Progressive’s policy provides: “We do not cover bodily injury sustained by a person: ... (3) while occupying an auto owned by you or a relative which is not insured for uninsured motorist coverage under this policy.” The policy defines an “auto” as “a land motor vehicle or a trailer designed for travel on public roads. It does not include mobile equipment or unlicensed motor vehicles used principally off road.”
The trial court found that the motorcycle was an “auto” as defined by the policy and the exclusion applied. We agree and affirm that ruling.
The plaintiffs argue secondarily that summary judgment was improperly entered because there is a genuine issue of material fact concerning whether the insurer complied with section 627.727(9). The plaintiffs raised the compliance issue in their Reply. However, it appears to have been overlooked in Progressive’s motion for summary judgment and the plaintiffs’ corresponding memorandum in opposition. Nevertheless, plaintiffs raised the issue in argument near the conclusion of the summary judgment hearing. The transcript reveals that both defense counsel and the judge seemed to be taken by surprise when the plaintiffs raised the issue at the hearing, but it is clear that the issue was preserved.

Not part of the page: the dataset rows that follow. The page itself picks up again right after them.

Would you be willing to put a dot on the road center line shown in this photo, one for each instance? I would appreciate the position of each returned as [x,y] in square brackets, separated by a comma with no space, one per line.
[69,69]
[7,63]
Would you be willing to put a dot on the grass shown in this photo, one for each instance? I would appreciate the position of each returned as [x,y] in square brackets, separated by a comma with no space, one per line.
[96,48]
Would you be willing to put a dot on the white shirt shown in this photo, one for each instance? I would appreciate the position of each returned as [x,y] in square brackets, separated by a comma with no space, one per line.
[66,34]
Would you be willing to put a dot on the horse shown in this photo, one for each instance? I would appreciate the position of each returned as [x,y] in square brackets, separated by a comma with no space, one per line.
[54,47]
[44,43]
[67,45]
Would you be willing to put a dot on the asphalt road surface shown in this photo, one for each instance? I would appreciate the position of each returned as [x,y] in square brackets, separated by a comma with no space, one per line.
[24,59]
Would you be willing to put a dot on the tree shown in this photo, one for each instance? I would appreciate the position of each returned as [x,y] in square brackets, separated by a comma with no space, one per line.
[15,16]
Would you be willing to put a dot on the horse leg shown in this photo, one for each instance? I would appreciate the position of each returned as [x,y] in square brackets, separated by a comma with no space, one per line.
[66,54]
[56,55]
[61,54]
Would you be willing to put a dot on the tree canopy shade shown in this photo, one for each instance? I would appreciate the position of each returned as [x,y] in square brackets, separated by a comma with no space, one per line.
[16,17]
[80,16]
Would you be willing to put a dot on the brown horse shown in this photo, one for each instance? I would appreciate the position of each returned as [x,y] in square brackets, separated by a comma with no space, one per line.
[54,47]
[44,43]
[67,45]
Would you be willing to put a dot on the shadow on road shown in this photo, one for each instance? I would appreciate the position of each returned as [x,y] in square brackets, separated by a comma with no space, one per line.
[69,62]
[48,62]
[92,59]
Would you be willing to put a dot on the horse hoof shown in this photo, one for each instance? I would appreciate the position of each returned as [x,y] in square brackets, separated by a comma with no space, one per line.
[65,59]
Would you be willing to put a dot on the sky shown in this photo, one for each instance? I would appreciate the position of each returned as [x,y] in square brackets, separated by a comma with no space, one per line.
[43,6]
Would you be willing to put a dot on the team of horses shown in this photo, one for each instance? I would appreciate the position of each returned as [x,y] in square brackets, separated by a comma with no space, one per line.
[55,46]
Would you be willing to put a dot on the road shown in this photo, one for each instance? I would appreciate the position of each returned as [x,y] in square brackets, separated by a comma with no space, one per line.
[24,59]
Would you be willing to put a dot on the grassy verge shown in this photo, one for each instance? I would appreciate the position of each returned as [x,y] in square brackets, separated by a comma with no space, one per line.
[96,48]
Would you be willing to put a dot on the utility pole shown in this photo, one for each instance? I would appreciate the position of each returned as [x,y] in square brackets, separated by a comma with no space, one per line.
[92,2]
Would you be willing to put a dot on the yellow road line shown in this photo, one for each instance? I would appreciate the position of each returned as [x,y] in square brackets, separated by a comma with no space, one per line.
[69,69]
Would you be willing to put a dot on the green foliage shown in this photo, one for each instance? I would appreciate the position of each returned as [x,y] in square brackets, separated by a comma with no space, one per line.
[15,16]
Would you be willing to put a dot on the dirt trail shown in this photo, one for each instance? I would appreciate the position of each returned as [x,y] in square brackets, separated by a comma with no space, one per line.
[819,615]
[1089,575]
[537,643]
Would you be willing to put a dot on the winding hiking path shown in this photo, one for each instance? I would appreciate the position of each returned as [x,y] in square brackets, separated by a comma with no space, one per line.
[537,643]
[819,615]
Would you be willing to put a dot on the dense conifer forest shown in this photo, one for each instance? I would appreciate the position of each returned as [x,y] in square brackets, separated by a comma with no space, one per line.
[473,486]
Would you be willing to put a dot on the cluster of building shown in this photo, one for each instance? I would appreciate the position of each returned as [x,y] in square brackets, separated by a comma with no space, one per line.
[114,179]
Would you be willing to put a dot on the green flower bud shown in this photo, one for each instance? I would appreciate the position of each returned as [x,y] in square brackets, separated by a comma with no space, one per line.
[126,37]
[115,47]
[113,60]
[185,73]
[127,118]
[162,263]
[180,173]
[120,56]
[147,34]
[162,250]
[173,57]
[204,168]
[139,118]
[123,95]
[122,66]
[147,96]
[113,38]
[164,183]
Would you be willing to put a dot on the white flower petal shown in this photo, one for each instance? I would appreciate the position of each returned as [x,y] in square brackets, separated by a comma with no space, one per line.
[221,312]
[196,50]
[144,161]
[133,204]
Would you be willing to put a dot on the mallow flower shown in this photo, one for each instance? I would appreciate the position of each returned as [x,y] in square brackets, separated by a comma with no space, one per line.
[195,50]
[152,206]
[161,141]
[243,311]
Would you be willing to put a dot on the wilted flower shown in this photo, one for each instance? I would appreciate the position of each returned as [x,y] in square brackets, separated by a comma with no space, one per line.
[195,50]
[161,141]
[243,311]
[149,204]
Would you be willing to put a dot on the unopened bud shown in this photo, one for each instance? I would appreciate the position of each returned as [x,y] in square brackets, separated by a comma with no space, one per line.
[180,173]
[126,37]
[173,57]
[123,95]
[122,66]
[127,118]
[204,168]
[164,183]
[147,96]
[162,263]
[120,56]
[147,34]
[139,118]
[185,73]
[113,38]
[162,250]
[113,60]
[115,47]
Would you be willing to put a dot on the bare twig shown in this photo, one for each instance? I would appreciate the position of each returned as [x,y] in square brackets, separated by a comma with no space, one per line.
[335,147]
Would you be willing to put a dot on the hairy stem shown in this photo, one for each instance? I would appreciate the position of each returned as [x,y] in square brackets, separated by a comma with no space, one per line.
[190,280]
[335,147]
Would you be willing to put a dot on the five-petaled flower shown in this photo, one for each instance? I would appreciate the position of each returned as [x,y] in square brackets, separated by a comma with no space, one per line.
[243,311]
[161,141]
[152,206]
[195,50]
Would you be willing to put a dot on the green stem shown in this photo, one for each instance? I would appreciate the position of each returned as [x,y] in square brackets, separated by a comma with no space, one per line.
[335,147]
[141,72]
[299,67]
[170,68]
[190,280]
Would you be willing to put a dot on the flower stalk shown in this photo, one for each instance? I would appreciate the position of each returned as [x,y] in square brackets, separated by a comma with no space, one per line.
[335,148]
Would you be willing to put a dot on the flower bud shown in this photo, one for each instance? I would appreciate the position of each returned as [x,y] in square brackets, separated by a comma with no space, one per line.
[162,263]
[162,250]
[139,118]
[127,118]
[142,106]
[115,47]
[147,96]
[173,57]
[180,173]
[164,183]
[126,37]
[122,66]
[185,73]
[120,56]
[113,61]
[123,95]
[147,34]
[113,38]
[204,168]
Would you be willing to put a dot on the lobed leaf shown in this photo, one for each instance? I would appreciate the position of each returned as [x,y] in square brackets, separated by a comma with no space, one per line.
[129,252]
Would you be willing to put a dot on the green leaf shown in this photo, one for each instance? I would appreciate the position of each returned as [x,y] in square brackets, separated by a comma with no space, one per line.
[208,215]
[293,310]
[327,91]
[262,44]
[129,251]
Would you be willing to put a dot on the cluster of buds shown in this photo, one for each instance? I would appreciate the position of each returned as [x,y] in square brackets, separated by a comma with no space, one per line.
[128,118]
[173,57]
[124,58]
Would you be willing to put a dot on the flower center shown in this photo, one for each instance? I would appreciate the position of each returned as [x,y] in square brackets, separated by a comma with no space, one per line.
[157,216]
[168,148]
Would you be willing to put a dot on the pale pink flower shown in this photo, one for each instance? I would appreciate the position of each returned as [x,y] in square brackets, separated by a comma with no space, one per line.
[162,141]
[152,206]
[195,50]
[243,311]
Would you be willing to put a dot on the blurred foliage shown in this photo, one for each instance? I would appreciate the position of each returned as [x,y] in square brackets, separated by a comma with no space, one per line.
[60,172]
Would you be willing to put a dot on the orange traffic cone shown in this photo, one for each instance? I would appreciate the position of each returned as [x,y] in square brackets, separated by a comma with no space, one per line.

Section 627.727(9) requires insurers to satisfy statutorily-mandated requirements when limiting coverage. It requires the insurer to provide notice to the insured of coverage limitations, and to file revised premium rates with the Department of Insurance prior to initially providing limited uninsured motorist coverage.
Case law has required insurers to prove compliance with this section when insurers rely upon policy provisions to limit or exclude coverage. See, e.g., Omar v. Allstate Ins. Co., 632 So.2d 214 (Fla. 5th DCA 1994); Schutt v. Atlanta Cas. Co., 682 So.2d 684 (Fla. 5th DCA 1996). Indeed, our supreme court has held that for an insurer
to limit coverage validly, the insurer must satisfy the statutorily-mandated requirement of notice to the insured and obtain a knowing acceptance of the limited coverage. An insurer who provides coverage with the section 627.727(9)(d) limitation is also statutorily required to file revised, decreased premium rates for such polices. It is our opinion that *1003these requirements were the quid pro quo given by the legislature to insurers for the right to limit uninsured motorist coverage by this exclusion.
Gov’t Employees Ins. Co. v. Douglas, 654 So.2d 118, 120 (Fla.1995).
Progressive failed to establish the absence of a genuine issue of material fact concerning its compliance with section 627.727(9). We therefore reverse the summary judgment on the limited issue of the insurer’s compliance with the statute.
STEVENSON, and HAZOURI, JJ., concur.